И вновь из глубин подсознания выплыло: «А если оставить остроумие, перед тобой только два варианта последующего времяпрепровождения: привнести в дискуссию соседей свой академический опыт или броситься в объятия Морфея».

Силин потянул рычажок на подлокотнике, спинка кресла опустилась ниже, и он закрыл глаза.

«К черту комплексы! Как заметил еще Гоголь, крепкий сон дарован тем, кто не обладает слишком сильными умственными способностями… Жаль, что спать не хочется. В конце концов можно просто просидеть вот так, с закрытыми глазами, эти три часа и ни о чем не думать».

Но в безмятежном сознании опять всплыло то, что все время подсознательно преследовало его: «А когда ты вообще в последний раз о чем-либо серьезно думал, если оставить в стороне административные размышления о поощрении или наказании подчиненных или изыскание способов получения сверхлимитного оборудования для сектора ранней диагностики?»

Личность Силина вдруг оказалась расколотой надвое. Один Силин, преуспевающий, увенчанный учеными степенями, яростно спорил с другим, тем Силиным, который только с третьей попытки поступил в медицинский институт, допоздна засиживался в читалке в студенческие годы, а во время учебы в аспирантуре — в лаборатории и библиотеке.

«Что за беспочвенные обвинения?! Время универсалов давно миновало — это бесспорная аксиома! Сейчас в науке существует довольно четкое разделение труда — исследователи и организаторы. Я отношусь к организаторам научного поиска, надо же кому-то выполнять и административные функции…»

«Это, видно, и было твоей заветной мечтой? Разве об этом ты мечтал, когда не стал подавать документы в медицинский институт в твоем родном городе, где ты наверняка прошел бы по конкурсу, но где (как ты считал) не было простора для научной деятельности?»

«Э-э-э… Давай оставим юношеские мечты облагодетельствовать человечество. Несколько направлений в борьбе с раком уже имеется, дело только в детальной разработке. Идет работа над поиском возбудителей болезни, над проблемами иммунитета к онкологическим заболеваниям, по ранней диагностике. Координировать эти исследования — далеко не последнее дело».

«И все же, несмотря на то что работы ведутся не один год, результаты мизерны.
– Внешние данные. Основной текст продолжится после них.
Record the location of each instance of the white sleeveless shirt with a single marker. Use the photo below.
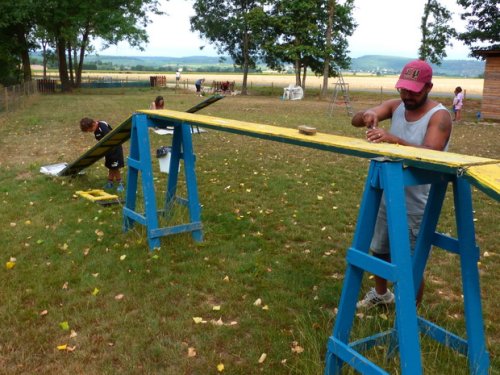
(414, 133)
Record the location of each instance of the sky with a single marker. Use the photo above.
(385, 27)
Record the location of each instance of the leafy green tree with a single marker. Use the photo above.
(483, 26)
(16, 21)
(73, 24)
(233, 27)
(317, 42)
(339, 26)
(436, 32)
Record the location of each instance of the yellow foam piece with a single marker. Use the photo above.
(482, 172)
(96, 195)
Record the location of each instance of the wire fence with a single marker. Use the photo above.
(16, 96)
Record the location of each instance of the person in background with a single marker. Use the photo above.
(198, 84)
(177, 77)
(113, 159)
(458, 103)
(416, 121)
(159, 103)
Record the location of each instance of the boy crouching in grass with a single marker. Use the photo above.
(113, 160)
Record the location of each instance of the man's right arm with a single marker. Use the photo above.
(370, 118)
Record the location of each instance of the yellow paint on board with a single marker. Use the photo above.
(96, 195)
(482, 172)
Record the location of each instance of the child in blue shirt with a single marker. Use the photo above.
(113, 160)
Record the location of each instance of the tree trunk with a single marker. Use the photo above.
(24, 54)
(244, 90)
(70, 65)
(328, 45)
(83, 46)
(63, 67)
(297, 72)
(44, 57)
(304, 74)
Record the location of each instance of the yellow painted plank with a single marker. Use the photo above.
(96, 195)
(485, 178)
(347, 143)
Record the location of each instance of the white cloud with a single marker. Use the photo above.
(385, 27)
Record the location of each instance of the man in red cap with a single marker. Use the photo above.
(416, 121)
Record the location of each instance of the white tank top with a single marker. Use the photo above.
(414, 132)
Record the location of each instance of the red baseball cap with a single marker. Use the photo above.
(414, 76)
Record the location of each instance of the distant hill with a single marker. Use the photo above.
(377, 64)
(393, 65)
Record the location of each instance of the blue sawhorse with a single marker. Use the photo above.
(406, 272)
(139, 160)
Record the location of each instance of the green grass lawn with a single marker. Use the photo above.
(277, 222)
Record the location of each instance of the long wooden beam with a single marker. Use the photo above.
(484, 173)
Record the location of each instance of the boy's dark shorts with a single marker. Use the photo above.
(114, 158)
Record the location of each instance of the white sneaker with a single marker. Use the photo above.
(372, 298)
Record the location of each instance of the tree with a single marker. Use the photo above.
(73, 24)
(316, 42)
(483, 26)
(436, 32)
(233, 27)
(16, 21)
(336, 46)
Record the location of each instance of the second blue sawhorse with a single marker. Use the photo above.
(406, 272)
(140, 163)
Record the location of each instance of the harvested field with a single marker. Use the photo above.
(442, 85)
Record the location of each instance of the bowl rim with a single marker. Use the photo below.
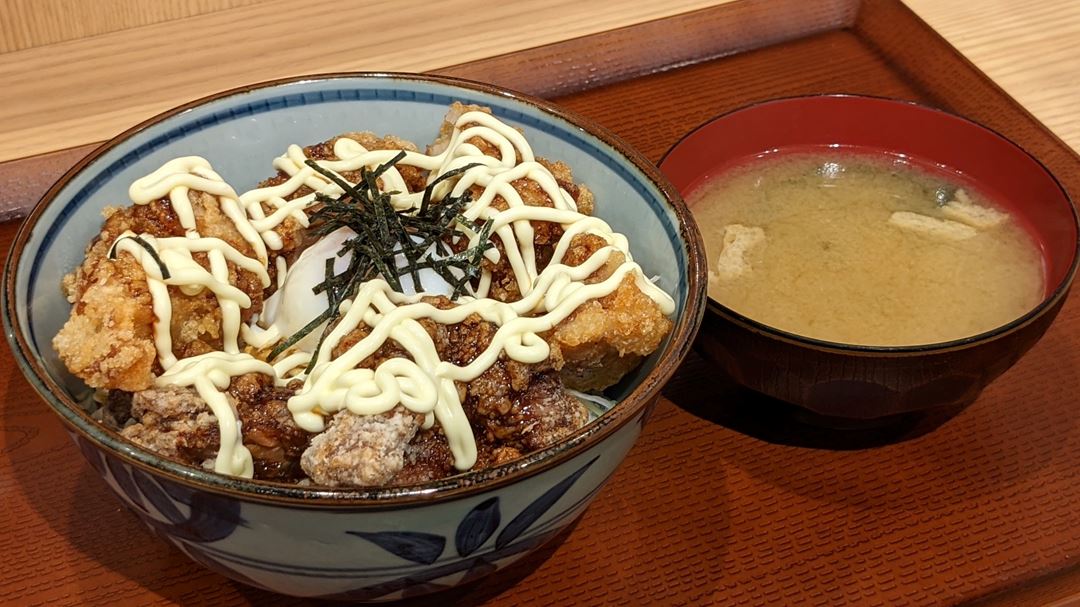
(1044, 305)
(454, 487)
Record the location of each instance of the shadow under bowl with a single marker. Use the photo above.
(855, 388)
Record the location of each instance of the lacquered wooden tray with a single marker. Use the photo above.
(981, 510)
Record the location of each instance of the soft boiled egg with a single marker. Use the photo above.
(296, 304)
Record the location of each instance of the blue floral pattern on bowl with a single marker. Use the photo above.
(369, 544)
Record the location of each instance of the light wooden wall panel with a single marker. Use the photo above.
(25, 24)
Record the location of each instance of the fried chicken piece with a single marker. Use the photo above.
(607, 337)
(361, 449)
(112, 301)
(174, 422)
(415, 177)
(513, 408)
(545, 233)
(274, 441)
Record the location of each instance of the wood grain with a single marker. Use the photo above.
(717, 503)
(617, 54)
(1030, 49)
(83, 91)
(37, 23)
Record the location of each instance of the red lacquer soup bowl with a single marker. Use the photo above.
(840, 382)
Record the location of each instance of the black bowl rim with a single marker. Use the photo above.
(386, 498)
(894, 351)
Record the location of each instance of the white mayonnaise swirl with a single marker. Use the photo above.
(423, 385)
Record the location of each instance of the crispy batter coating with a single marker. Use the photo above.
(112, 301)
(174, 422)
(605, 338)
(361, 449)
(177, 423)
(513, 408)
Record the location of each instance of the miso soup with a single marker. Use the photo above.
(864, 250)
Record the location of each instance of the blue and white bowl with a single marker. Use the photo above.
(379, 543)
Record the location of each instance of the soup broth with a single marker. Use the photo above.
(863, 250)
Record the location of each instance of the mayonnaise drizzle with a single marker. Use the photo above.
(424, 385)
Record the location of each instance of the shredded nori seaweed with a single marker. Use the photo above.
(382, 232)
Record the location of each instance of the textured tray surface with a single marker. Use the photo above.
(700, 512)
А кроме того, организатор науки мог бы не только координировать, но и предлагать новые идеи…»

«Идей-то хватает, а вот общая отдача невелика. Что толку в том, что я предложу еще одно направление? Оно может оказаться ошибочным, и я напрасно отвлеку научные силы от работы над устоявшимися проблемами».

«Ты еще можешь что-нибудь предложить, хотя бы и ошибочное? Плохо верится».
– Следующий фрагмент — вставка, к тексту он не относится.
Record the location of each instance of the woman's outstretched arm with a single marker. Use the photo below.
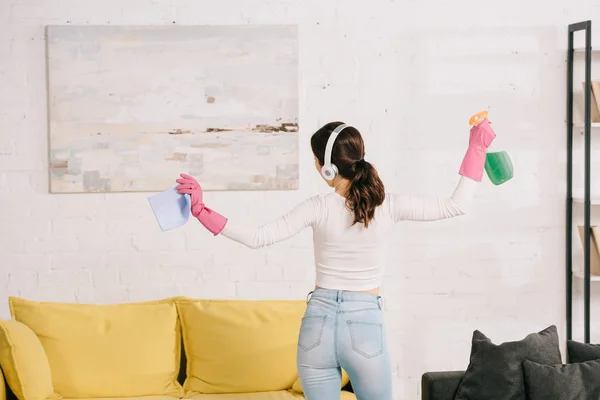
(293, 222)
(300, 217)
(419, 208)
(423, 208)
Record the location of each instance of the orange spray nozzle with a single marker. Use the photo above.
(476, 119)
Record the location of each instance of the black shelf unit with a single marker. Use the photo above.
(586, 27)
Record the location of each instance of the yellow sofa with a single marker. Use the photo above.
(176, 348)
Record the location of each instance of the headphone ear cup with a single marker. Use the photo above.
(329, 172)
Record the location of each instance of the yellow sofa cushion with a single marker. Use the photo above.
(24, 363)
(116, 350)
(297, 387)
(237, 346)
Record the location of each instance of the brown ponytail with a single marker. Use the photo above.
(366, 191)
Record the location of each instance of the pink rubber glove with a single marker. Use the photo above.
(480, 139)
(211, 220)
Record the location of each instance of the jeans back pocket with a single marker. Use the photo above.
(367, 338)
(311, 331)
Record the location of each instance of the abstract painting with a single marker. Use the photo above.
(130, 108)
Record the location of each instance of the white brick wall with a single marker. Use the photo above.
(380, 65)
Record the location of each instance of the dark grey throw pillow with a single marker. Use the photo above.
(495, 372)
(579, 381)
(580, 352)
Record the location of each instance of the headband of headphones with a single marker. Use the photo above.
(329, 146)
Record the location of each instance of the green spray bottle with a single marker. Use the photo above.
(498, 165)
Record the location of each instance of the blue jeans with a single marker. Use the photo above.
(342, 329)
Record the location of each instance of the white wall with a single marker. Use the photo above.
(408, 74)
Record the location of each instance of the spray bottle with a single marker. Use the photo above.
(498, 165)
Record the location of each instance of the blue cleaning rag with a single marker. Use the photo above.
(171, 208)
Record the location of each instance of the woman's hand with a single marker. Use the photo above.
(480, 138)
(189, 185)
(482, 135)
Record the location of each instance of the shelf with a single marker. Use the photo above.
(582, 50)
(579, 274)
(593, 125)
(593, 200)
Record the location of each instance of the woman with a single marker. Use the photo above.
(343, 326)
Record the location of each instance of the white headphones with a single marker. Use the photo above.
(329, 170)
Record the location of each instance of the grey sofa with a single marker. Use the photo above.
(440, 385)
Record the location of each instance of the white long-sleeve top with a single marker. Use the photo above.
(351, 257)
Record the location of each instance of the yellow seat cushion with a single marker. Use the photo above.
(24, 363)
(101, 351)
(278, 395)
(237, 346)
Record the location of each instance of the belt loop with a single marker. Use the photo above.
(309, 295)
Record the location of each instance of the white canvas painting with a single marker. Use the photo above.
(133, 107)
Силин очнулся, выйдя из состояния полудремы, во время которого происходил этот внутренний диалог.

Соседи продолжали разговаривать, однако тема разговора переменилась.
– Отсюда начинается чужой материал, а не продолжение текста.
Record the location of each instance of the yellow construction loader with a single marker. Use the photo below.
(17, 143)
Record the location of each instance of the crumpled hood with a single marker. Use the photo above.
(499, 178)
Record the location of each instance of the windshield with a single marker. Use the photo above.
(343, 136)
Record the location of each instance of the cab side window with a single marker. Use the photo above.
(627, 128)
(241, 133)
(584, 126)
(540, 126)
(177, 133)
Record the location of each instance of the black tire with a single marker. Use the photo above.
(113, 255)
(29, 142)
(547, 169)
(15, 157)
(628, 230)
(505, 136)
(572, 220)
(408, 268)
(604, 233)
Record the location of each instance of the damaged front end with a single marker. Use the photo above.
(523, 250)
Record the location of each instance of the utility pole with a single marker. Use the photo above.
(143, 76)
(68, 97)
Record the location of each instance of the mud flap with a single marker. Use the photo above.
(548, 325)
— …Так я ее и не дождался. На следующий день снова звоню ей…

— Ну и напрасно! Ты что не видишь, как она тобой играет!

По всей видимости, результатом их предыдущего жаркого спора стала боевая ничья.

Силину стало скверно: Неожиданно для самого себя он обратился к своим спутникам:

— Извините, что вмешиваюсь в разговор, но мне лично ваша точка зрения на научные исследования кажется довольно спорной.